Main indicators prior to a financial crisis
Although there is not always a list of infallible recipes for detecting financial crises, experience and the analysis of economic history allow us to point out some common features of every financial crisis:
- Little coordination between the control bodies of the banking and monetary systems, either in the creation or in the adoption of economic policies in a not very synergistic way
- At the same time, the lack of control and surveillance of economic institutions can often lead to misconduct or practices.

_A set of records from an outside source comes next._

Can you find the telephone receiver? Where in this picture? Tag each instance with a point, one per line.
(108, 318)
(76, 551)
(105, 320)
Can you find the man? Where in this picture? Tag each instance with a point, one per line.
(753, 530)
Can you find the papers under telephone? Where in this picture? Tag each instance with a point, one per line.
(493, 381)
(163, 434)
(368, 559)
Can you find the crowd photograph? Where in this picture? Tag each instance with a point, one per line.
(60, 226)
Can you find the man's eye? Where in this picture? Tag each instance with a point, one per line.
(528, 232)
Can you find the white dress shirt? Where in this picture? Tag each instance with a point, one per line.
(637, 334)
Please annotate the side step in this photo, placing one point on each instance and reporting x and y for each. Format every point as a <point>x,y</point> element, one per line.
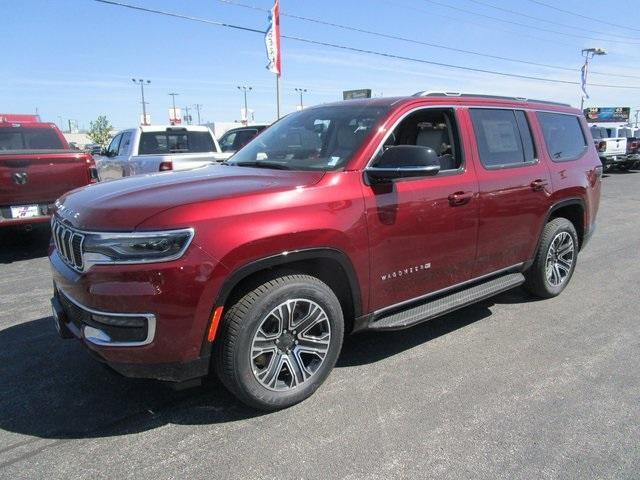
<point>448,303</point>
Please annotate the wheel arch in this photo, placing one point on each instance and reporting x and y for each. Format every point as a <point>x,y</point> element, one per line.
<point>328,264</point>
<point>574,210</point>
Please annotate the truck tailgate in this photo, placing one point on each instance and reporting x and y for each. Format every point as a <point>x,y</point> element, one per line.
<point>36,177</point>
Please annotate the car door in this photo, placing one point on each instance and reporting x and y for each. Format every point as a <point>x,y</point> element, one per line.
<point>514,188</point>
<point>106,163</point>
<point>422,231</point>
<point>121,161</point>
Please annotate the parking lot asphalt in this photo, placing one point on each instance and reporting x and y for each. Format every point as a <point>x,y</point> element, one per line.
<point>509,388</point>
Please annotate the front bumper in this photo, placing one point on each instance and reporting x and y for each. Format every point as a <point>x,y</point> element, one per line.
<point>44,215</point>
<point>143,320</point>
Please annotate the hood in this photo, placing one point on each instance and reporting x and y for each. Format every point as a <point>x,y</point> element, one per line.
<point>121,205</point>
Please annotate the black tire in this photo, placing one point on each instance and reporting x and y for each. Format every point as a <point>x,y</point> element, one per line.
<point>537,281</point>
<point>233,348</point>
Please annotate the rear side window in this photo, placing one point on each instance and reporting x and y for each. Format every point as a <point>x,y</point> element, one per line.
<point>563,135</point>
<point>503,136</point>
<point>19,138</point>
<point>175,142</point>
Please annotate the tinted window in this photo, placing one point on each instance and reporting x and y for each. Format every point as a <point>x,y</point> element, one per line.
<point>563,135</point>
<point>19,138</point>
<point>226,142</point>
<point>243,137</point>
<point>498,133</point>
<point>432,128</point>
<point>525,135</point>
<point>318,138</point>
<point>124,143</point>
<point>112,151</point>
<point>179,141</point>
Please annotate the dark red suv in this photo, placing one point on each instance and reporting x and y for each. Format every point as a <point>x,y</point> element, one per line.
<point>361,215</point>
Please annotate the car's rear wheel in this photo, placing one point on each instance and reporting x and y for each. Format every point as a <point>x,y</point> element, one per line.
<point>279,342</point>
<point>555,260</point>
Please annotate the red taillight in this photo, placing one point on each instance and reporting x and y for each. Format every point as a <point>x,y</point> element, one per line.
<point>165,166</point>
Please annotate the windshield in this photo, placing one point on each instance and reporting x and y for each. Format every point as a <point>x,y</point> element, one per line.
<point>20,138</point>
<point>321,138</point>
<point>175,141</point>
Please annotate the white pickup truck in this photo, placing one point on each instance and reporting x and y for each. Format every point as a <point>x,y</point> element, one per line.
<point>158,148</point>
<point>611,143</point>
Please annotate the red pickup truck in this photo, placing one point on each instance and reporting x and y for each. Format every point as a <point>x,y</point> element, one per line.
<point>36,167</point>
<point>371,214</point>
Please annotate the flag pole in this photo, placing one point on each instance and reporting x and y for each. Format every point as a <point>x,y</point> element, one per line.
<point>278,97</point>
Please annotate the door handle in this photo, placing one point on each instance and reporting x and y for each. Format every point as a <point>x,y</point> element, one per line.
<point>460,198</point>
<point>538,184</point>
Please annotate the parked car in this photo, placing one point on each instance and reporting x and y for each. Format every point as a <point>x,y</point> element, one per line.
<point>93,148</point>
<point>36,167</point>
<point>612,147</point>
<point>158,148</point>
<point>374,214</point>
<point>633,152</point>
<point>236,138</point>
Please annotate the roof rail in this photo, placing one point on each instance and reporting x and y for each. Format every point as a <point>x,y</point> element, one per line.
<point>428,93</point>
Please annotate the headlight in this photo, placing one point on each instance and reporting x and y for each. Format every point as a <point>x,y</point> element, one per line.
<point>138,247</point>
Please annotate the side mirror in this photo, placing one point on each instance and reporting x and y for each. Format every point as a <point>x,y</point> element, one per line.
<point>403,161</point>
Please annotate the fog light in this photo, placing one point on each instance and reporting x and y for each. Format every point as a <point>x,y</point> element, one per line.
<point>95,335</point>
<point>133,322</point>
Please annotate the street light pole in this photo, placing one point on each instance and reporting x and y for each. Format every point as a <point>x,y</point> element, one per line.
<point>301,91</point>
<point>173,99</point>
<point>197,107</point>
<point>141,82</point>
<point>588,54</point>
<point>244,89</point>
<point>186,115</point>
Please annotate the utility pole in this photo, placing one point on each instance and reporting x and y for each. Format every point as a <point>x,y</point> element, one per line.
<point>588,54</point>
<point>197,107</point>
<point>244,89</point>
<point>301,91</point>
<point>186,115</point>
<point>173,99</point>
<point>141,82</point>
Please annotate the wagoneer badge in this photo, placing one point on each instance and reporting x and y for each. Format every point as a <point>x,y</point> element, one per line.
<point>20,178</point>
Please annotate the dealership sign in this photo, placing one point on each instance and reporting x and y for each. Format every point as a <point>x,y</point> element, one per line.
<point>607,114</point>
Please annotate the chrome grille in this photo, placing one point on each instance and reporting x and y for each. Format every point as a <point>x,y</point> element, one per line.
<point>68,242</point>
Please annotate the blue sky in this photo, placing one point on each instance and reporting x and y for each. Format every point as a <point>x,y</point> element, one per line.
<point>75,59</point>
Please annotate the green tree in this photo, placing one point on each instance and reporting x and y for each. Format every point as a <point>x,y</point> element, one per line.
<point>100,131</point>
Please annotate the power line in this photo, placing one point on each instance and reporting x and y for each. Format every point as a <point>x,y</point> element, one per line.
<point>599,20</point>
<point>491,28</point>
<point>535,27</point>
<point>540,19</point>
<point>361,50</point>
<point>418,42</point>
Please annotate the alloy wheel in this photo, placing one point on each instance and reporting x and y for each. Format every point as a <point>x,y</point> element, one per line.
<point>290,345</point>
<point>560,258</point>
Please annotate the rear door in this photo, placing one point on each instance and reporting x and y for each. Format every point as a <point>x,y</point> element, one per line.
<point>514,188</point>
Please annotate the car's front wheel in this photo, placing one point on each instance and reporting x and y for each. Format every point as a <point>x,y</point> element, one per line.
<point>280,341</point>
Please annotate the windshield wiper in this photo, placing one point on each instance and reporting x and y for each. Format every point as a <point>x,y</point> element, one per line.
<point>261,164</point>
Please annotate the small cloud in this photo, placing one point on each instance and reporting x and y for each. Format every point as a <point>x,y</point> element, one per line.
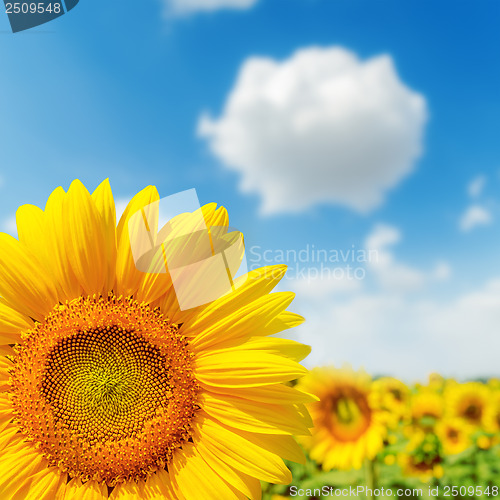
<point>476,186</point>
<point>322,126</point>
<point>320,287</point>
<point>475,215</point>
<point>187,7</point>
<point>392,275</point>
<point>442,271</point>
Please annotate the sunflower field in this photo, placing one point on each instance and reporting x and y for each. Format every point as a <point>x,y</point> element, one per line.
<point>383,438</point>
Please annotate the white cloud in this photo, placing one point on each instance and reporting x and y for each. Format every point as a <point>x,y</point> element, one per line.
<point>475,215</point>
<point>321,126</point>
<point>391,334</point>
<point>476,186</point>
<point>392,275</point>
<point>185,7</point>
<point>375,324</point>
<point>318,287</point>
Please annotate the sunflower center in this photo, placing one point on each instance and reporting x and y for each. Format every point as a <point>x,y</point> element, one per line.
<point>348,414</point>
<point>104,388</point>
<point>472,412</point>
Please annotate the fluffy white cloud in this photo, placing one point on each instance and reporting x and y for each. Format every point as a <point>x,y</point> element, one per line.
<point>183,7</point>
<point>391,274</point>
<point>321,126</point>
<point>476,186</point>
<point>392,334</point>
<point>475,215</point>
<point>373,324</point>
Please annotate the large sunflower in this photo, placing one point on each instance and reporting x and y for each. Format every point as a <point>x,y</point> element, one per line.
<point>109,389</point>
<point>348,426</point>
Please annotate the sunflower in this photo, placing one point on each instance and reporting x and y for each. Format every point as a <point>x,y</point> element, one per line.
<point>422,457</point>
<point>393,396</point>
<point>454,434</point>
<point>348,426</point>
<point>424,470</point>
<point>426,408</point>
<point>492,413</point>
<point>109,389</point>
<point>468,401</point>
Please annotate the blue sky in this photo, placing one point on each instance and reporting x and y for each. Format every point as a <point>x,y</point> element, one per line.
<point>118,92</point>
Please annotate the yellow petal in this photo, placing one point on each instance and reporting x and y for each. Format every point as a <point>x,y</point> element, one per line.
<point>24,284</point>
<point>6,414</point>
<point>246,369</point>
<point>58,256</point>
<point>243,454</point>
<point>267,393</point>
<point>241,323</point>
<point>5,365</point>
<point>249,486</point>
<point>282,322</point>
<point>91,490</point>
<point>85,239</point>
<point>105,204</point>
<point>128,277</point>
<point>285,447</point>
<point>249,287</point>
<point>48,484</point>
<point>17,465</point>
<point>272,345</point>
<point>12,323</point>
<point>259,418</point>
<point>194,476</point>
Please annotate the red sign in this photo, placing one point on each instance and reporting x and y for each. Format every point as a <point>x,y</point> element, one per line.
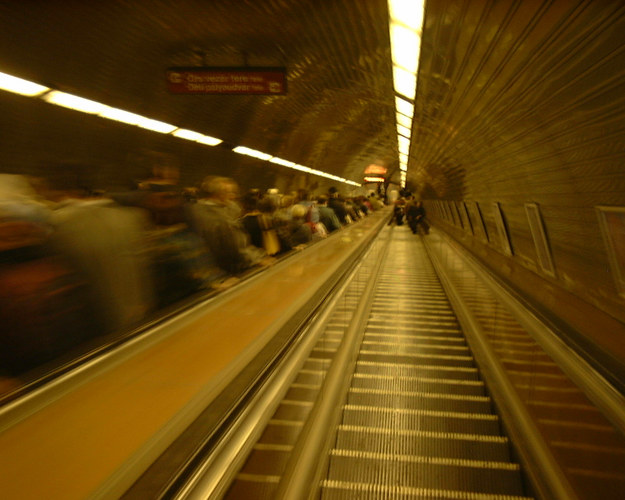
<point>226,80</point>
<point>375,169</point>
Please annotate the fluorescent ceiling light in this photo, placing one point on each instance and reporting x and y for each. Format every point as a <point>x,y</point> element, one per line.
<point>405,131</point>
<point>408,12</point>
<point>119,115</point>
<point>252,152</point>
<point>404,107</point>
<point>405,45</point>
<point>405,82</point>
<point>303,168</point>
<point>74,102</point>
<point>20,86</point>
<point>209,141</point>
<point>280,161</point>
<point>190,135</point>
<point>403,120</point>
<point>155,125</point>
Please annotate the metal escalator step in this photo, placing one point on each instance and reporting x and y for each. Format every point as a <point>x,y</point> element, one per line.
<point>418,384</point>
<point>284,432</point>
<point>343,490</point>
<point>414,370</point>
<point>431,359</point>
<point>449,331</point>
<point>423,443</point>
<point>493,478</point>
<point>267,462</point>
<point>422,420</point>
<point>253,487</point>
<point>421,401</point>
<point>399,347</point>
<point>413,322</point>
<point>293,410</point>
<point>415,338</point>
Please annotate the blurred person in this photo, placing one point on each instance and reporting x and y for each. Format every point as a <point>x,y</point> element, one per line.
<point>326,215</point>
<point>336,203</point>
<point>376,203</point>
<point>353,209</point>
<point>397,217</point>
<point>250,218</point>
<point>415,216</point>
<point>44,312</point>
<point>270,239</point>
<point>106,243</point>
<point>214,219</point>
<point>297,233</point>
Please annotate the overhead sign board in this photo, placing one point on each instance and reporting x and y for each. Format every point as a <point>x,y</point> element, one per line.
<point>375,169</point>
<point>243,80</point>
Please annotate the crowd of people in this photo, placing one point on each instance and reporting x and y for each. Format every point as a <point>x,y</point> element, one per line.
<point>79,264</point>
<point>413,211</point>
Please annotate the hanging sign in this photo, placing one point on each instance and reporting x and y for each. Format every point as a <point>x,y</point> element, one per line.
<point>243,80</point>
<point>375,169</point>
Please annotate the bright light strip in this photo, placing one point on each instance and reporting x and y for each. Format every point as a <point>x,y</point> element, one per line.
<point>120,115</point>
<point>74,102</point>
<point>189,135</point>
<point>20,86</point>
<point>404,142</point>
<point>405,131</point>
<point>403,120</point>
<point>405,82</point>
<point>27,88</point>
<point>405,44</point>
<point>303,168</point>
<point>284,163</point>
<point>407,12</point>
<point>252,152</point>
<point>155,125</point>
<point>405,29</point>
<point>209,141</point>
<point>404,107</point>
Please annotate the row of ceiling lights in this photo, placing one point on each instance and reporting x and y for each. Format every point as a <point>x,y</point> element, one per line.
<point>24,87</point>
<point>405,26</point>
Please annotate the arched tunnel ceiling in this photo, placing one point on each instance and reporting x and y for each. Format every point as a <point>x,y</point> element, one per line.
<point>517,100</point>
<point>338,113</point>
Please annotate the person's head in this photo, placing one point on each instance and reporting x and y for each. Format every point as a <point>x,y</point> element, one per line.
<point>267,205</point>
<point>249,202</point>
<point>298,212</point>
<point>220,189</point>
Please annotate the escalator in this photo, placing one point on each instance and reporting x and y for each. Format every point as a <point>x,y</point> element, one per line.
<point>416,419</point>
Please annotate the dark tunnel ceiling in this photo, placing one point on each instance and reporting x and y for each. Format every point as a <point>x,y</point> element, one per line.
<point>517,100</point>
<point>338,114</point>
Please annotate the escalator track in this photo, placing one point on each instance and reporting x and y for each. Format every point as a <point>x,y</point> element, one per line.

- Solvency problems on the part of banks and credit entities, often caused by a crisis of confidence in the system by the population
- Due to the previous point, it is usual for the level of credits and loans to be drastically reduced
- Specific liquidity problems in families or companies that cannot meet their payment commitments. The same can happen with states that are not capable of facing their public debts
- Intervention of states or economic unions through bailouts or more severe economic policies. More restrictive paths of austerity are often taken
- Appearance of bubbles in certain sectors. Cases such as the technology or real estate bubble in recent decades are clear examples of this. They are often accompanied by marked inflation situations
Apart from the more generic causes previously described, it is also possible the appearance of new decisive factors for the appearance of this type of crisis. A clear example is the last great economic and financial crisis of the past decade, originated in its roots in real estate and the malpractice of banks when granting mortgage loans in the United States.
From this origin and with a chain effect, this evil was progressively contaminating the world system in part due to the nature of the financial derivatives placed on the market, causing the fall of multiple financial entities and significant negative effects in countries around the world.